The crew aboard the spaceship Valley Forge can’t keep off Lowell Freeman’s grass. Lowell (Bruce Dern) should be smoking it, not growing it inside the ship’s biospheres. Lowell is a hippie so it’s natural that he’s a little too connected to Mother Earth’s trees. It’s on the Valley Forge that Lowell tends to the “last forests of our once beautiful nation, in the hope that they will one day return and grace our foul earth.” When his three cocky space companions are inexplicably ordered to nuke the forests, Lowell fights back, strangling one crewmember and jettisoning two others into outer space aboard a biosphere. As he listlessly sails the Valley Forge into the rings of Saturn, Lowell kills time via card games with the ship’s robot drones, affectionately renamed Huey and Dewey by the bored Lowell. (Louie lost his leg on a reconnaissance mission and is now floating in outer space.) Lowell nourishes what remains of his wilting forest, chooses suicide for himself and a broken Huey and leaves Dewey to play gardener aboard the remaining biosphere. The hippie songs by Joan Baez are a hoot yet they’re indicative of the film’s otherwise simple-minded, preposterous obsession with environmental carelessness. While the drones are still cuter than Ewoks, Lowell remains a cloying representation of a ’70s acid freak shoving his save-the-trees mantra down your throat. Silent Running definitely shows its age.
Image/Sound
This is Universal’s second DVD release of Douglas Trumbull’s Silent Running and while you’ll never mistake this film for another 2001, it’s unlikely that you’ll ever see the film look as good as it does here. Colors are vibrant, blacks rock solid and skin tones warm. Despite the preponderance of spaceship beeps and blips, Silent Running remains a rather flat sounding film.
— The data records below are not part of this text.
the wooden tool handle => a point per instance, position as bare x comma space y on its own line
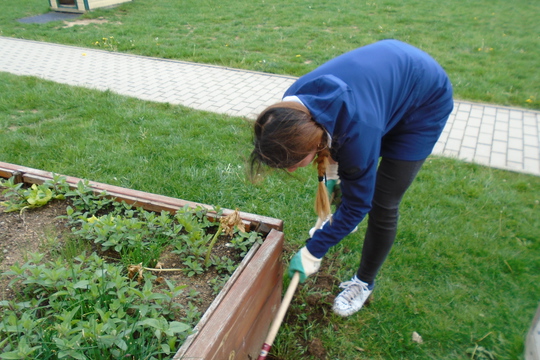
279, 316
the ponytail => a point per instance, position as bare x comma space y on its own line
322, 201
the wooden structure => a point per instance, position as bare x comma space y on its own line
236, 323
82, 6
The sound of the Dobly Digital monaural audio is most notable when Peter Schickele’s score and Joan Baez’s songs take center stage.
Extras
Charles L. Barbee’s 50-minute making-of Silent Running documentary is perhaps the most notable feature on this unusually meaty edition of the Douglas Trumbull’s über-sci-fi classic. Go behind-the-scenes and see how Trumbull modernized the ocean liner Valley Forge and created the film’s environmentally sound spaceship. On the film’s commentary track, Trumbull and Dern discuss Soylent Green, Hitckcock, Kubrick, Dern’s motivation (he imagined being stranded in the Sierras with three dogs to get into the Lowell role) and his five o’clock shadow. On “A Conversation with Bruce Dern,” the actor acknowledges Trumbull’s talents and remembers when the astronauts-turned-advisors from the miniseries Space asked him how it felt to be aboard the Silent Running biospheres. The incisive, 30-minute “Silent Running by Douglas Trumbull” delves into the Universal independent streak of the Easy Rider era, the autobiographical nature of Lowell’s character and who exactly was walking inside the film’s drones. Also included here is a here-and-now featurette on Trumbull, the film’s theatrical trailer, production notes and cast and crew filmographies.
Overall
Trumbull is no Kubrick but fans of his campy Silent Running will applaud Universal’s generous DVD treatment.